Such a fantastic night..

(sorry if I have bored you with the long post    )

Roz


----------



## wouldloveababycat (Mar 21, 2004)

Roz ..I was laughing along with that as could just imagine how cross you were   and then I bet you felt really daft   glad it ended up a good night tho  

Cat x


----------



## Roo67 (Feb 12, 2007)

You've got to celebrate.

It was mine last year and started off by buying myself a sports car, I went to london with my sister for birthday weekend, afternoon tea at the savoy, West end show and trip on the eye, we had a family party the following weekend and went out for meals with various friends. so all in all i think my birthday lasted about a month !!

My friends organised a surprise party for me when I left home many years ago, it was a lovely surprise and had a lovely night but I was so disapointed as I was told that we were going out for a meal at a lovely restaurant and I hadn't eaten all day. Guess who was first up at the buffet   

Roo


----------



## Rachel (Mar 10, 2004)

Roo67 said:


> It was mine last year and started off by buying myself a sports car


That sounds like a fabulous idea!! I used to have an MX5 pre children days so maybe one of those!  

I have decided what I am going to do ladies! I am going to spend the day of my birthday with dh and the girls at Drayton Manor so that I can go on Thomas again!  We did it for the girls' 2nd birthday and I really enjoyed it. We will have a picnic etc and then stop for tea on the way home so will be a lovely day 

We are then going to Marbella for a week 3 days after my birthday (was booked nearly a year ago!) so dh is going to take me out for the day and a lovley meal there (while grandad looks after the girls!).

Then, a wek after the holiday I have booked our 2nd fave restaurant (1st was used for dh's 40th earler in the year!) for my close family and friends to celebrate my birthday.

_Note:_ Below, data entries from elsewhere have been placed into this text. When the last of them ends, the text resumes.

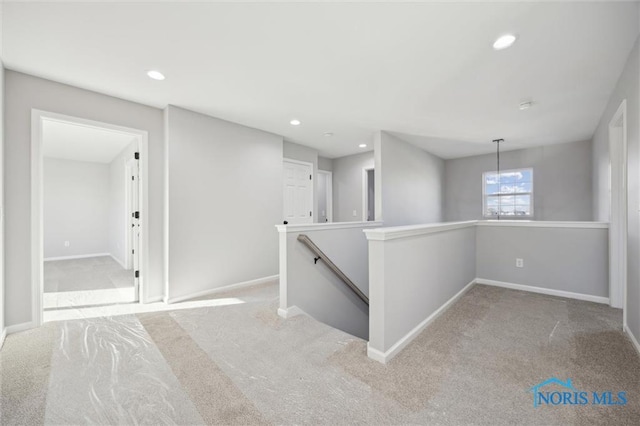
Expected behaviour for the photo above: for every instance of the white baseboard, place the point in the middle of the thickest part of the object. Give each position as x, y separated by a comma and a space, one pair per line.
290, 312
384, 357
633, 338
541, 290
222, 289
17, 328
118, 261
78, 256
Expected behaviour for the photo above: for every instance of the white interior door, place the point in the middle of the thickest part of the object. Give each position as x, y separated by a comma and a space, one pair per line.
298, 192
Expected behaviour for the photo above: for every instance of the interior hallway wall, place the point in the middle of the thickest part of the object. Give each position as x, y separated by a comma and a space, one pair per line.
561, 181
118, 214
75, 207
23, 93
347, 186
225, 196
408, 182
628, 87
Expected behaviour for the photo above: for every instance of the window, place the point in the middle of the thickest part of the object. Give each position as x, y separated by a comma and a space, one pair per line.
509, 193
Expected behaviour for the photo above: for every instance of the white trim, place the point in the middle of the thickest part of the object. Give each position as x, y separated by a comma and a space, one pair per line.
485, 195
547, 291
326, 226
223, 289
384, 357
37, 251
329, 194
365, 193
632, 337
392, 233
290, 312
78, 256
544, 224
618, 234
121, 263
17, 328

So, my birthday should go on for the whole of October nearly! Phew, I feel pooped already! 

Thanks for all the posts everyone 

Love, Rachel xx (39 and 11 months! )


----------



## Mrs CW (Jul 12, 2004)

Rachel that sounds like a lovely load of celebrations!  that's definitely the way to do it - keep it going as long as possible  

I had several little mini parties - I was really lucky that my birthday was on a weekend, though not so lucky that it was the same day as mothers' day!  I had one little party at our house with all my antenatal group and friends (some FFers) with kids, then I went out for a meal with close friends and family - two of my brothers turned up by complete surprise - one from S Africa and one from Germany - it was amazing! 

We then got M looked after (this was pre-S days) by my parents for a couple of nights and DP took me to Prague, which was so nice as it was the first whole weekend we'd had since we had M, we had a brilliant time.  And then DP went and proposed while we were there!  

Claire x


----------